To control inflationary pressure without increasing interest rates or raising banks' reserve requirements, Wang said, China needs to tighten its administrative controls over the domestic prices of key commodities and prevent any speculation.


Overproduction stood out as a big problem for China last year in industries such as steel, cement, aluminum, flat glass, polysilicon and wind-power equipment.

In September, the State Council, China's Cabinet, announced it would restrain investment in those industries to avoid a glut of goods and resulting cut-throat competition.

Last Wednesday, China rang alarm bells in two more sectors: the coal chemical industry and vitamin C production, warning both would face curbs if they continued their "blind" expansion.

"Overcapacity is worrisome," said Li Ningning, deputy director of the industrial department under the China National Development and Reform Commission. "It does not create value but leads to price wars."

Vitamins are just the latest example of supply overtaking demand. China produced 126,000 tons of vitamin C in 2008, accounting for 90 percent of the world's market. But last year China reported another 75,000 tons of capacity either under construction or on the drawing board. If that trend continues, China will be producing more vitamin C than the world needs by 2012.

Joerg Wuttke, president of the European Union Chamber of Commerce in China, said overcapacity can also become a source of trade disputes because excess production eventually finds its way into the global market.

China is taking a tougher stance on the problem, he said, but rules are not enough. The key is to make sure regulations are effectively implemented at the local level, where government officials are often blinded by the desire to attract more investment into their territory, according to Wuttke.

Credit risks

Although the volume of bad loans in China was on the wane last year, record new lending in yuan is leading concern about a credit bubble, analysts said.

China's outstanding non-performing loans fell to 520.8 billion yuan at the end of last June, down 42.7 billion yuan from six months earlier, according to the latest data posted on the Website of China Banking Regulatory Commission.

"However, the risk of a credit bubble is growing," said Yu Yongding, an analyst at the Chinese Academy of Social Sciences.

Banks in China issued 9.21 trillion yuan (US$1.34 trillion) of local-currency loans in the first 11 months of last year, up 5.06 trillion yuan from a year earlier. That far exceeded the 5 trillion yuan government target for 2009.

"The problem is not confined to the large amount of lending but its quality as well," Yu said.

Many banks have chosen to play it safe by giving loan preferences to larger state-owned enterprises or to infrastructure construction projects sanctioned by the government.

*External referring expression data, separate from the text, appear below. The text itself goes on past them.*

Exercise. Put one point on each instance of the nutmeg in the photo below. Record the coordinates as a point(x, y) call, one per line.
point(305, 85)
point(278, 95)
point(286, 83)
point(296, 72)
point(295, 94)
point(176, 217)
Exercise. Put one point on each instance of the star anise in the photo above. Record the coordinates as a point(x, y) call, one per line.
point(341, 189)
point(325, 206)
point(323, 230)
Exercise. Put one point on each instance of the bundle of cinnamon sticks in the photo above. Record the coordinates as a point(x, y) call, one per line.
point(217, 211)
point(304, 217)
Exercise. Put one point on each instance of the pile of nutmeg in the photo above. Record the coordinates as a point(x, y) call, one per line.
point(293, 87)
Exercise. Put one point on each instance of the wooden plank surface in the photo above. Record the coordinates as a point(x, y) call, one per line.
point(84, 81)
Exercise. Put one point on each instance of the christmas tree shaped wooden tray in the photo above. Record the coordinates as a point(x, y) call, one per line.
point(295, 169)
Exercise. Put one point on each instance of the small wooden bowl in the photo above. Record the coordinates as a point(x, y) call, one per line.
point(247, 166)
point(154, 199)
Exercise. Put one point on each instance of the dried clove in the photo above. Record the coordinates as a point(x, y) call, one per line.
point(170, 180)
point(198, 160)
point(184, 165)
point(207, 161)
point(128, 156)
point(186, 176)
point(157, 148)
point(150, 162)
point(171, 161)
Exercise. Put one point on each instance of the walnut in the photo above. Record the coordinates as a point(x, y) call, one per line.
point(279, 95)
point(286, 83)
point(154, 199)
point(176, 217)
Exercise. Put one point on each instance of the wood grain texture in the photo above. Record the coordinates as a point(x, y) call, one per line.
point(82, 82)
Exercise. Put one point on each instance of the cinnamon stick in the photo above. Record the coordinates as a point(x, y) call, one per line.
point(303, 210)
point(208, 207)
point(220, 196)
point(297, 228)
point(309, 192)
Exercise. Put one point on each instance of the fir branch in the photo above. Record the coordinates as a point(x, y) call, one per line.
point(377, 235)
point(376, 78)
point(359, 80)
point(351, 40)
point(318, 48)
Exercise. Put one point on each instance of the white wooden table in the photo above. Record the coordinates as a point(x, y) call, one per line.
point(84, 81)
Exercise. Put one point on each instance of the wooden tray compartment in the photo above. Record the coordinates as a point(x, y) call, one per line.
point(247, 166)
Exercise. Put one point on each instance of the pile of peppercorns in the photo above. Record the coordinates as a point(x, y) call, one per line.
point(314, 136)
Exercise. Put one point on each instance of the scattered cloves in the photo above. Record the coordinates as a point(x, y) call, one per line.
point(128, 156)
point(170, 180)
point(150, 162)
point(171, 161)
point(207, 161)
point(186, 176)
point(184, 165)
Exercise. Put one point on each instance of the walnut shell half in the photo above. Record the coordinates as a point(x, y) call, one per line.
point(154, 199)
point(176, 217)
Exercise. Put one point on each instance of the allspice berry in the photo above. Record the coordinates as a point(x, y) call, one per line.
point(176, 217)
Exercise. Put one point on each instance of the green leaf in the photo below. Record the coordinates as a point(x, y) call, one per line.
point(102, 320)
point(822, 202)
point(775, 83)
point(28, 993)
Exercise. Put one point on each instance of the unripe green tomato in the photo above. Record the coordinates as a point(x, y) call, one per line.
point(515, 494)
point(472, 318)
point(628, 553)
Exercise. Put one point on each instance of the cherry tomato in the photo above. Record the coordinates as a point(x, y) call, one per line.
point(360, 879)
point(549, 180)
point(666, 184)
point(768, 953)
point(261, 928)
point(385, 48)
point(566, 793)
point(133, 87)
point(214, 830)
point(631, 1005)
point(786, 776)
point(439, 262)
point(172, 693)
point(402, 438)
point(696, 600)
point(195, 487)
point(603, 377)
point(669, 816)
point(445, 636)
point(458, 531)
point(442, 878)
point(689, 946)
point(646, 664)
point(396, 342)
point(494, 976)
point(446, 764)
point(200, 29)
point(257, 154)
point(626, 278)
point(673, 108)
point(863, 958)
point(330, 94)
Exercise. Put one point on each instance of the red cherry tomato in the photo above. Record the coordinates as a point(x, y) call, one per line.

Many state-owned enterprises haven't bothered to develop sound and efficient ways of spending all the money being thrown at them.

By contrast, many smart but smaller companies are cash-strapped, begging banks for loans but ending up empty handed. Small businesses, which form the backbone of employment, don't have capital for expansion or development of new ideas.

The risks are obvious to analysts and investors alike. If a state-owned enterprise fails, banks will be saddled with rising bad debts.

At the same time, as infrastructure projects are completed and interest from those loans dries up, the banks may find themselves lacking adequate cash flows.

Analysts predict the volume of new yuan loans will slow to 8 trillion yuan this year from an estimated 9.5 trillion yuan in 2009, a rate widely deemed unsustainable.

They are warning that banks need to diversify their lending and better structure their balance sheets, and that regulators need to step up banking supervision.